On Monday the Supreme Court announced that it would hear a challenge to Virginia’s Republican-drawn state House of Delegates districts in a case that could have far-reaching effects. Plaintiffs in that case contend that Republican legislators violated the 14th Amendment’s Equal Protection Clause by impermissibly relying too heavily on race during the 2011 round of redistricting. Although recent similar challenges to other maps have met varying degrees of success, they haven’t yet resulted in a sweeping ruling that clarifies many unresolved issues regarding when and to what degree mapmakers can consider race.
Virginia Republicans admitted to using of a hard floor of 55 percent African-American when drawing black-majority districts. Plaintiffs argued that the use of such a mechanical threshold without justification under the Voting Rights Act had the effect of packing black voters into fewer heavily-black districts to dilute their influence in adjacent white-majority districts. The federal district court sided 2-1 in favor of Republican legislators and deemed that race did not predominate in the redistricting scheme as opposed to partisan or incumbent considerations. Now, plaintiffs are seeking a different outcome at the Supreme Court.
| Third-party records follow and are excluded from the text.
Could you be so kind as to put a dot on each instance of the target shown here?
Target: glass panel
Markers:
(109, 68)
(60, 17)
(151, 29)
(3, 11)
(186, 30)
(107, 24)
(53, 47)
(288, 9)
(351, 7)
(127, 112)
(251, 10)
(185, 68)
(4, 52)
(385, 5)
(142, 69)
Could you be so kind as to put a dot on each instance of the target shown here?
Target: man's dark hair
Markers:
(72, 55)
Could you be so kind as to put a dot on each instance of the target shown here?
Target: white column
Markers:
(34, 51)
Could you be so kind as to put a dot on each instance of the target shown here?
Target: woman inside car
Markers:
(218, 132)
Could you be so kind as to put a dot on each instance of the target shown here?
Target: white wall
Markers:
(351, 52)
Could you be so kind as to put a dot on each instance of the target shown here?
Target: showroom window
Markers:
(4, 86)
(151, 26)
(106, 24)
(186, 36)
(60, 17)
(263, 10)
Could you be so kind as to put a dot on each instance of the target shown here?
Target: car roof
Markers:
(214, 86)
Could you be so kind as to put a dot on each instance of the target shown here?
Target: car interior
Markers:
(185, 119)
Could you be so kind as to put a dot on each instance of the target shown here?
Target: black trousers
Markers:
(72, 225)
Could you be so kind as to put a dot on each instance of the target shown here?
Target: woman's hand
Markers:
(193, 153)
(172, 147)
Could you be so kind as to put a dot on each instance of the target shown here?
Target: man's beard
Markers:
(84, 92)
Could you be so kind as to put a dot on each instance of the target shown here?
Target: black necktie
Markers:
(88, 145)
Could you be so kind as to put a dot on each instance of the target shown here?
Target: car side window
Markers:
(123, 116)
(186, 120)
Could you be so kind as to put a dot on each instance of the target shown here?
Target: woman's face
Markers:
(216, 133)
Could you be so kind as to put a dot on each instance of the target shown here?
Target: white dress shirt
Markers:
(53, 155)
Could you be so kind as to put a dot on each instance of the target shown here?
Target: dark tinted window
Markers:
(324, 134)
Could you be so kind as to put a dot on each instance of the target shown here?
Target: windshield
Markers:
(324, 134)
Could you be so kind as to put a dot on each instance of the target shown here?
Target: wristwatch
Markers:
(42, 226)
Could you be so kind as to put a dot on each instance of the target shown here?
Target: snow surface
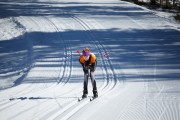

In 2015 the Supreme Court remanded a similar Alabama case back to the lower court after finding that the mechanical use of racial thresholds without justification was unconstitutional. Just last month the high court dismissed a challenge to a district court ruling striking down Virginia’s congressional districts, but without ruling on the merits and instead finding that Republican officeholders lacked the standing to appeal. In that case the district court struck down one majority-black district and replaced it with two districts where a substantial minority of African Americans would likely be sufficient to elect black voters’ preferred candidates.
Mapmakers have gotten in trouble for relying too heavily on race, but past voting rights jurisprudence requires the use of race in particular instances to ensure minority voters can elect their candidate of choice. As election law expert professor Rick Hasen has noted, these more recent cases have failed to clarify just to what degree the use of race is permissible and what the appropriate remedy is to these invalidated districts. A sweeping ruling could potentially affect many redistricting plans throughout the South, especially where many Republican-drawn maps could have created additional seats that would likely elect minority legislators.
This case will likely be heard after the Supreme Court’s new term starts in October and a new ruling should hopefully resolve these outstanding issues. However, with the current gridlock over confirming a replacement for the late Justice Antonin Scalia, it’s possible that the court deadlocks 4-4 if swing-Justice Anthony Kennedy is not swayed by the plaintiffs’ arguments. Upcoming cases like this one demonstrate just how important the 2016 election is to the fight for voting rights, because it will likely determine future control of the court.